The number of pediatric casualties is mounting from Israeli strikes across Lebanon, targeting the Iranian-backed militant group Hezbollah, after military operations resumed when the United States and Israel began their war with Iran and its proxies in the Middle East.
At least 687 people, including 98 children, have been killed between March 2 and 12, the Lebanese Health Ministry said Thursday.
Abu Sittah told NBC News on Tuesday that he was treating young patients in the pediatric ward with “blast injuries, shrapnel, rubble, really devastating injuries.”

One boy “was a throwback to my time in Gaza, who was the sole survivor of his family,” said Abu Sittah, who volunteered with Doctors Without Borders during Israel’s war with Hamas and has worked in the Palestinian territories since the late 1980s. He has also worked in other conflict zones, including in Iraq, Syria and Yemen.
Israel has carried out regular attacks on southern Lebanon since reaching a U.S.-brokered ceasefire with Hezbollah in November 2024, alleging that the Tehran-backed militant group is trying to rebuild its capabilities. But Israel stepped up its military campaign after Hezbollah fired rockets and drones across its northern border in retaliation for the killing of Iran’s Supreme Leader Ayatollah Ali Khamenei.
As well as carrying out ground incursions inside Lebanese territory, Israel has launched strikes across the country, concentrating much of its firepower on southern Lebanon and Beirut’s southern suburbs where it ordered the mass evacuations of entire neighborhoods. More than 750,000 people in the country of around 6 million have been displaced, according to Lebanese government figures released this week, sparking a humanitarian crisis.

Abu Sittah said he was operating on two of four sisters who suffered “horrific injuries” in a strike near their home in eastern Lebanon’s Bekka Valley. Some of their bones had been broken and their eardrums had been ruptured in the blast, he added.
“One was killed outright and three ended up in intensive care,” he said, adding that they were hoping to find a bed for the third girl, so they could move her from a small rural hospital near their home.
Abu Sittah said there was an irony that their treatment “costs less than the weapon that caused all of this,” and while there was seemingly little difficulty in finding the money for such military hardware, “we have to struggle continuously” to find the money to treat the children.
The surgeon, who in April 2024 set up the Ghassan Abu Sittah Children’s Fund to raise money for medical treatments, said his experience in Gaza forever changed him. “If you’ve lived through floods, that does not prepare you for the tsunami. The scale was just breathtaking,” he added.
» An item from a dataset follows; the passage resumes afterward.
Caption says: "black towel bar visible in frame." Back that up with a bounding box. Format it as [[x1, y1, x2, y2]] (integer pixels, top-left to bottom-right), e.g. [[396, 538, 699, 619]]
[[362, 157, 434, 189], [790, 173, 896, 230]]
“The sheer number of children killed in Gaza, almost 30,000, has numbed the world and made it used to the concept that children can be killed on such a scale,” he said.
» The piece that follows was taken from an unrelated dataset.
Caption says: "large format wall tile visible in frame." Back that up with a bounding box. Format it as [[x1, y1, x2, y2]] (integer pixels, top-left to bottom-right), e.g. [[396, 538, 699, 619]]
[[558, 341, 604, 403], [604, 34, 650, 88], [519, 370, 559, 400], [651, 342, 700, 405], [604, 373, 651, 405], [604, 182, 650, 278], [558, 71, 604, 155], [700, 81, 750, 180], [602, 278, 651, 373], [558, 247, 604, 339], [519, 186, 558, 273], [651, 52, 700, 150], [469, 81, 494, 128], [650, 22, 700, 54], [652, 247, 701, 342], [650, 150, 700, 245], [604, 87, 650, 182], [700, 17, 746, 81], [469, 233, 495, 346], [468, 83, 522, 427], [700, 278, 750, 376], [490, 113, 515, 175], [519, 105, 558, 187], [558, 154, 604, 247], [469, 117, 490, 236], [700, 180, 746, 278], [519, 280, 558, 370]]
Like several of Abu Sittah’s patients, 6-year-old Omar was transferred to the Beirut hospital from Gaza after suffering traumatic wounds in a December 2023 Israeli strike that killed his entire family in Nuiserat refugee camp in central Gaza.
Critically injured, the young boy lost his left arm and has had a prosthetic fitted. He said he wanted to become a doctor to help the people of Gaza, like those who helped him.
While Abu Sittah shows nothing but compassion for his patients like Omar, he said it was the anger about their situation that kept him going.
“The outrage is what protects your humanity,” he said. “If these things become normal to you, then you’ve lost something very important. You need to be continuously outraged.”